The youngest of eleven children, Daniel was born Jean Bensaïd in 1920, in the Algerian town of Blida, where his father, a self-made man named Jules Bensaïd, was a well-to-do flour merchant. “Sephardic to its fingertips” and deeply pious, the Bensaïd family traced their roots back to fifteenth-century Spain. But like all of Algeria’s Jews, they had become French citizens in 1871 thanks to the Crémieux Decree, which Adolphe Crémieux, France’s legendary Jewish minister of justice, had pushed through the legislature. Growing up in Blida, Daniel “didn’t ask the question of what ‘my’ nation was, any more than my parents did.

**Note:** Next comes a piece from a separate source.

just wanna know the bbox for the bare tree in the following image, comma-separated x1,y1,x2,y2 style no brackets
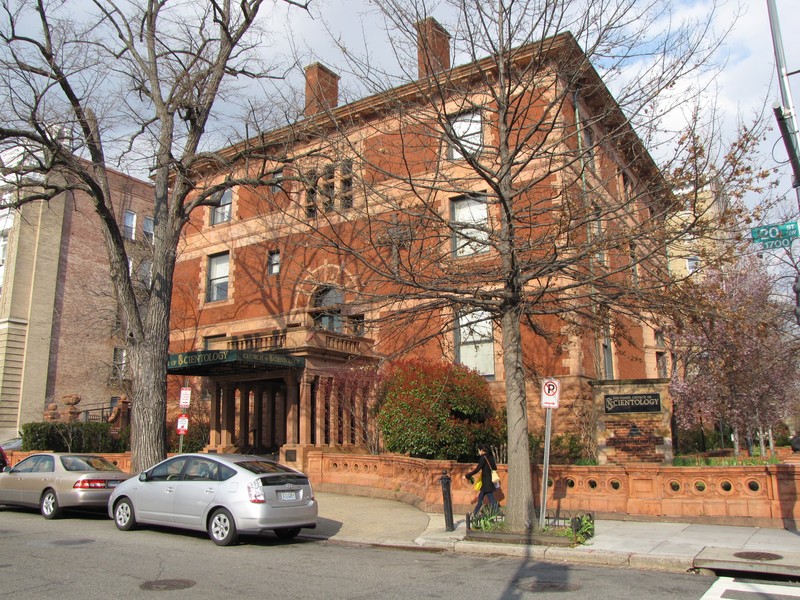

It wasn’t a question, since there was only one”—France. “It was our horizon and our universe, not only because the empire was mistaken for the world… but because France’s project was, we were assured, universal.”

Daniel’s faith in France and its “project” seems never to have been shaken, even after the Vichy government annulled the Crémieux Decree in October 1940, depriving him of his French citizenship: “I couldn’t conceive that a trick of the law could strip me of this ancient baptism.” He has fought for that faith. As a young member of the resistance in Algiers, he helped lay the groundwork for the arrival of the Allies on November 8, 1942. He then rose to the position of chief sergeant in General LeClerc’s prestigious division in Libya, and he served with De Gaulle’s Free French forces, receiving a Croix de Guerre at the war’s end.1

Daniel has often been faulted by his fellow Jews for being “detached” from Judaism, and for insisting on the primacy of his French and Mediterranean identity. In The Jewish Prison, he pleads guilty as charged:

Formed in my youth by André Gide, I have always detested closed milieus. I have always wanted to go see what was behind the walls. At home, in my large house, one could breathe; outside, in the street of the Jews, no…. My feeling of spontaneous, visceral belonging expresses a Mediterranean Frenchness of which Judaism is only one component.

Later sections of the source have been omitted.